It’s Just Not That Simple: A complex adaptive systems approach to understanding changing dynamics in leadership teams

Publication Type:
Thesis
Issue Date:
2022
Full metadata record
The aim of this thesis is to employ complexity theory to better understand organisational leadership team dynamics. Complexity in management and organisation studies is a relatively new field. At present the field is split by scale: computational modelling is applied at population scale to understand and predict how large groups behave, while complexity concepts are woven into allegorical narratives and frameworks to help leaders understand and respond to how individuals engage with complexity. What is missing is complexity applied at the level of small groups: the scale at which organisational teams – and in particular leadership teams – most commonly work. This study subjected five diverse leadership teams to a series of quasi-experiments involving simulated challenges, after which the researcher and each group engaged in co-created sensemaking through a group debrief. It was found that complex challenges trigger teams to enter states characterised by complex dynamics, and further that these complex states operate away from the team’s baseline states.
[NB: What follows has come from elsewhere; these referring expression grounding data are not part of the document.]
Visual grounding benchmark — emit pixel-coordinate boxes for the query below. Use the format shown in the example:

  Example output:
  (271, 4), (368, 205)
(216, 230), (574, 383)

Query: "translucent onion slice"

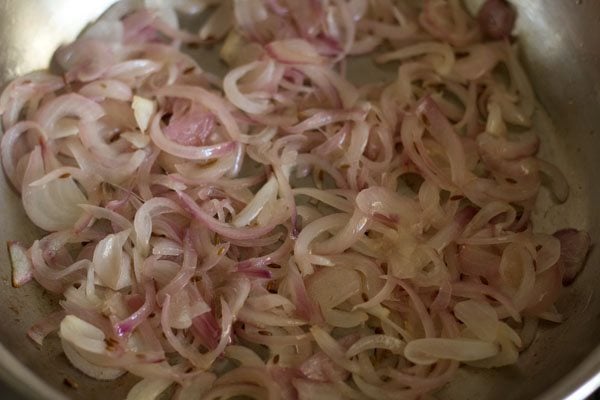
(404, 338), (498, 365)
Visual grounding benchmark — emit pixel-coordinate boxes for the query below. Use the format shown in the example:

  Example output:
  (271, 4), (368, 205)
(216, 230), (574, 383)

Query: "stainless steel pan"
(0, 0), (600, 400)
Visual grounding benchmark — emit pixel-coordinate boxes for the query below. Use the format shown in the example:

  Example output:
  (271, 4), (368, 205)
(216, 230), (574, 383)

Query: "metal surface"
(0, 0), (600, 400)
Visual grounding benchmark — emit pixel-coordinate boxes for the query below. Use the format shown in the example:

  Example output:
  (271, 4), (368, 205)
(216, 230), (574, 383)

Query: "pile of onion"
(0, 0), (590, 400)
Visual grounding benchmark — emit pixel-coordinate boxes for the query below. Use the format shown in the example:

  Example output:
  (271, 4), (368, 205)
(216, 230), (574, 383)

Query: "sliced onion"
(554, 229), (591, 285)
(346, 335), (406, 358)
(131, 96), (156, 133)
(150, 115), (235, 160)
(454, 300), (499, 342)
(93, 230), (131, 290)
(7, 242), (33, 288)
(22, 147), (88, 231)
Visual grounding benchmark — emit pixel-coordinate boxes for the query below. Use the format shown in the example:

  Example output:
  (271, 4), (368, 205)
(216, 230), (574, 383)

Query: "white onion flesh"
(0, 0), (591, 400)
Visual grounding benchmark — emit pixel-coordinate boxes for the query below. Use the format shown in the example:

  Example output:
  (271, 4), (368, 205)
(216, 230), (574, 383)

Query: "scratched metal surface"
(0, 0), (600, 400)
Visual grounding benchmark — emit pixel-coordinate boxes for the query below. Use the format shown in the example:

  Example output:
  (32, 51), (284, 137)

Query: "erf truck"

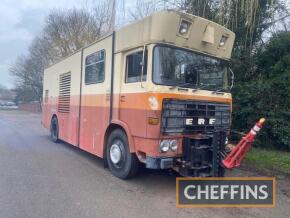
(42, 10), (235, 179)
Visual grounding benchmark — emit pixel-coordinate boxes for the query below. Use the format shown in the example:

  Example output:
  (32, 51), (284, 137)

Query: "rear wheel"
(50, 117), (59, 143)
(106, 129), (140, 179)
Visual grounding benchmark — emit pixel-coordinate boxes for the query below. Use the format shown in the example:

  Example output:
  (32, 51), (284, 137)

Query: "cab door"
(79, 37), (112, 156)
(119, 47), (147, 137)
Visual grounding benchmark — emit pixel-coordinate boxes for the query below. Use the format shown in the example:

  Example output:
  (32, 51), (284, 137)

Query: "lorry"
(42, 10), (235, 179)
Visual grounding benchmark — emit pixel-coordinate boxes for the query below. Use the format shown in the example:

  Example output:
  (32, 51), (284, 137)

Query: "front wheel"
(106, 129), (140, 179)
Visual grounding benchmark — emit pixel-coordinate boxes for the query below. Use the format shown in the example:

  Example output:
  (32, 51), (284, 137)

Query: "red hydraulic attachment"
(222, 118), (266, 169)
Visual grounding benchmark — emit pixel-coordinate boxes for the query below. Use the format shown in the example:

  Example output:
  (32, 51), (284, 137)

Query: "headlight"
(179, 20), (190, 35)
(160, 140), (170, 152)
(170, 140), (178, 151)
(160, 139), (178, 152)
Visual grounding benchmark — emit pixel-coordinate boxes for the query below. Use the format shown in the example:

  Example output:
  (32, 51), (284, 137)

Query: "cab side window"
(126, 51), (147, 83)
(85, 50), (105, 85)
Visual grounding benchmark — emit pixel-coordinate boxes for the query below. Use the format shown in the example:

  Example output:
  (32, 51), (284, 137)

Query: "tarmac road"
(0, 111), (290, 218)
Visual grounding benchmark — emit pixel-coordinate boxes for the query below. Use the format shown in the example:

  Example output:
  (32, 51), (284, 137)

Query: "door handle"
(120, 95), (126, 102)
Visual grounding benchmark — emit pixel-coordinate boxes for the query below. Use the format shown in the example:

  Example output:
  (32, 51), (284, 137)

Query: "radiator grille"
(58, 73), (71, 113)
(161, 99), (230, 134)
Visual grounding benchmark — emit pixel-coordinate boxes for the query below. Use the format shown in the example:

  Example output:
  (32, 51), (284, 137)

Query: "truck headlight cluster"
(159, 139), (178, 152)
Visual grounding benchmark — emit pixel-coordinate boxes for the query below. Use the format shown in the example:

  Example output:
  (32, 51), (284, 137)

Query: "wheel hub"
(110, 144), (122, 164)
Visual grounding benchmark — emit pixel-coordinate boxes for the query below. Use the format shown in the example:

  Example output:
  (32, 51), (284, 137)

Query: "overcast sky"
(0, 0), (89, 88)
(0, 0), (290, 88)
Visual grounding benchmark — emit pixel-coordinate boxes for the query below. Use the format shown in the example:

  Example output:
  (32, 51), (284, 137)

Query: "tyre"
(50, 117), (59, 143)
(106, 129), (140, 179)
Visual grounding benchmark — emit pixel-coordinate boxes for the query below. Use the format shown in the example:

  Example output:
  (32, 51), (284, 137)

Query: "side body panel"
(42, 51), (81, 146)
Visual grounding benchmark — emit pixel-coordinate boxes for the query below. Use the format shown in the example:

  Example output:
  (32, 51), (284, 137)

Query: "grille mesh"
(161, 99), (230, 134)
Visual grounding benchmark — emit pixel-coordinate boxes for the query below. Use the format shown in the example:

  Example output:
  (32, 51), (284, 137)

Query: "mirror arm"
(141, 45), (146, 88)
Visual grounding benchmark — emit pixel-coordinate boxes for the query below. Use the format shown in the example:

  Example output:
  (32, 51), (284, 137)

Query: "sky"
(0, 0), (290, 88)
(0, 0), (89, 88)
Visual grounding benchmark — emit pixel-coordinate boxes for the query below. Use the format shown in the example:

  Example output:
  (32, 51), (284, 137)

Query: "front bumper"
(146, 132), (226, 177)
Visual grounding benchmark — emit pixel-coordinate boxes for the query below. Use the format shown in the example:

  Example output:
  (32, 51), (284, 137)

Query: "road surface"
(0, 111), (290, 218)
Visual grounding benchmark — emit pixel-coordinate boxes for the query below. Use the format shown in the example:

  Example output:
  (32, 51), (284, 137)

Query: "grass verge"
(244, 148), (290, 177)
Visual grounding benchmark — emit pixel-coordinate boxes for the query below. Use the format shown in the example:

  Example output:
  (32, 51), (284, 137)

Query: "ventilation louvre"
(44, 90), (48, 103)
(58, 73), (71, 113)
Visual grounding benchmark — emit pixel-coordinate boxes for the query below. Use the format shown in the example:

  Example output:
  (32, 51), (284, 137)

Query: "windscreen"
(153, 45), (228, 90)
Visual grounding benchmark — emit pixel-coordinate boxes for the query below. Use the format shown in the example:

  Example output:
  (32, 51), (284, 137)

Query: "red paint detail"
(222, 118), (265, 169)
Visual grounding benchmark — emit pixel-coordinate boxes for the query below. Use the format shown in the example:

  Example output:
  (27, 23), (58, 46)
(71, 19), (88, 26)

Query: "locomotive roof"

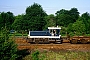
(48, 27), (61, 29)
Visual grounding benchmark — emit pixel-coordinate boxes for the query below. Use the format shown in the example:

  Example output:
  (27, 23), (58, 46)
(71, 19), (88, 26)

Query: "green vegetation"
(23, 50), (90, 60)
(0, 3), (90, 36)
(0, 28), (18, 60)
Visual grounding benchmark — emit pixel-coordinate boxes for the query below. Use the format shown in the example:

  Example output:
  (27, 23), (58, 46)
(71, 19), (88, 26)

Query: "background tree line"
(0, 3), (90, 35)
The complex state was found to be metastable and dissipative, readily decaying back to the equilibrium state if not sustained. This study offers three contributions to the field. The first is an “Uncertainty Landscape”, a phase or state diagram that maps how team states change in response to uncertainty and complexity. The second is the beginnings of a theory of “complex dissipative teams” which explains the relative stability of complicated and complex states, the reasons why – and mechanisms by which – such states decay, as well as how complex states might be maintained. The third contribution is in the construction of the research methodology, and its positioning in between the mathematical and narrative approaches to complexity. The results inform our understanding of how leadership teams behave when tasked with complex decisions. They highlight how avoidance behaviours aimed at dissipating the complex state result in sub-optimal decisions, false consensus or lack of progress to solution. By contrast, it was found that teams that were able to maintain working in a complex state worked faster, achieved greater consensus and resolved the complex problems they were set.